Where’s London’s oldest…flyover?

PICTURE: Teseum (licensed under CC BY-SA 2.0)

The oldest flyover in central London was actually built well before the first automobile.

Spanning the Fleet River valley, it was built between 1863 and 1869 and, spanning Farringdon Street below (which follows the line of the Fleet (now beneath the ground), it linked the City of London with Holborn (or more specifically Holborn with Newgate Street).

Statue of commerce on the flyover. PICTURE: steve_w (licensed under CC BY-NC-ND 2.0)

The flyover was designed by City of London surveyor William Heywood.
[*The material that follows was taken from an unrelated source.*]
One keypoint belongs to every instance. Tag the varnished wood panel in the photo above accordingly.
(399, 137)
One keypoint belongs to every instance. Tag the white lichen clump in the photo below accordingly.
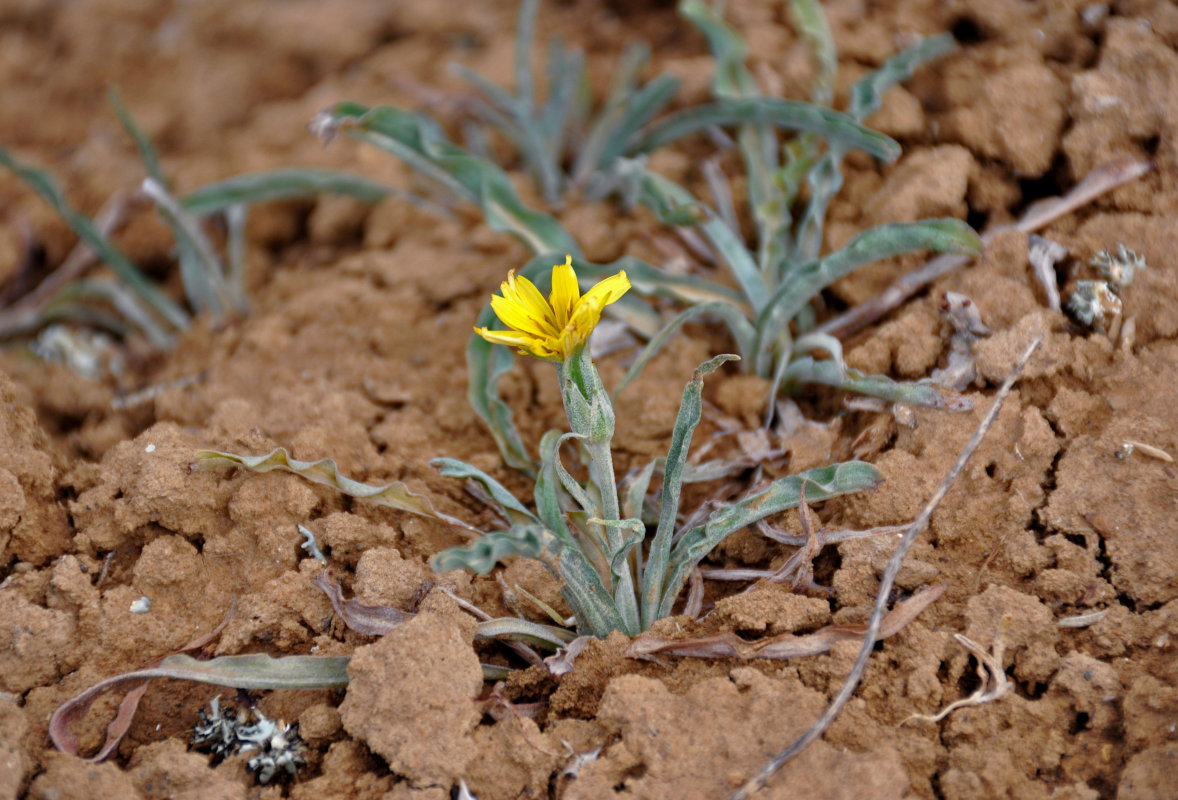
(276, 746)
It was part of a number of improvements designed to create better access to the City from the West End.

A number of old buildings and indeed some entire streets had to be demolished before construction could begin and thousands of bodies buried in St Andrew Holborn’s northern churchyard had to be relocated.
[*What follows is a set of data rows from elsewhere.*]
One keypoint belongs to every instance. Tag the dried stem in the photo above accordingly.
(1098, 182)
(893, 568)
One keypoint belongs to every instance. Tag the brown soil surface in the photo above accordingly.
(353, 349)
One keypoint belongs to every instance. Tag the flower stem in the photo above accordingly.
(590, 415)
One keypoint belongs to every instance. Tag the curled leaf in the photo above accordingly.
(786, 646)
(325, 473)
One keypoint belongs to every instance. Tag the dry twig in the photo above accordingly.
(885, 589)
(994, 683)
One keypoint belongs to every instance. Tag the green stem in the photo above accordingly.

Made of cast iron, the flyover is about 1400 feet (425 metres) long and 80 foot (24 metres) wide and features three spans – the largest in the middle – supported on granite pillars.

Pavilions containing stairs allowing pedestrians to move between levels were built at either end on both sides of the roadway (the two northern buildings are both replacements – the previous versions were demolished after being damaged during the Blitz and have been replaced in more recent years).
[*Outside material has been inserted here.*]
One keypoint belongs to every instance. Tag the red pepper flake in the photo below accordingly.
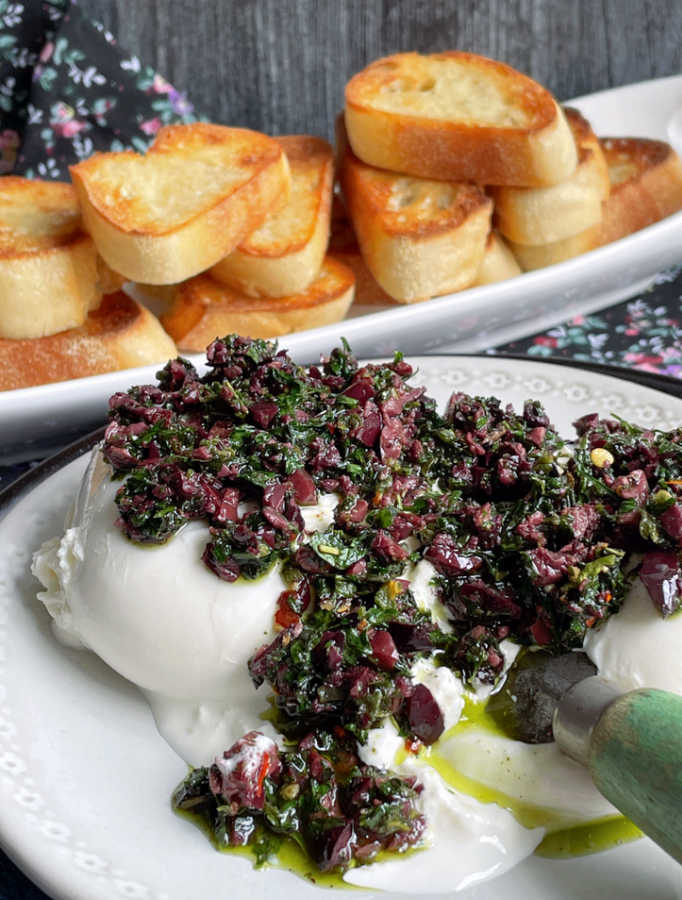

The decorations include a series of four bronze statues featuring Agriculture and Commerce on the south side (the work of Henry Bursill) and Fine Arts and Science on the north side (the work of firm Farmer & Brindley).

There are also statues of winged lions and globe lamps (the current lamps are replicas with the originals thought to have been destroyed during the Blitz) as well as well as the City of London’s coat-of-arms and dragons.

The buildings containing the stairs, meanwhile, each feature a statue of a famous medieval Londoner on the facade – merchant Sir Thomas Gresham (1519-1579), engineer Sir Hugh Myddelton (1560-1631), and Mayors Sir William Walworth (d.1385) and Henry Fitz Ailwin (1135-1212).

The viaduct was opened by Queen Victoria on 6th November, 1869. It was listed as Grade II in 1972.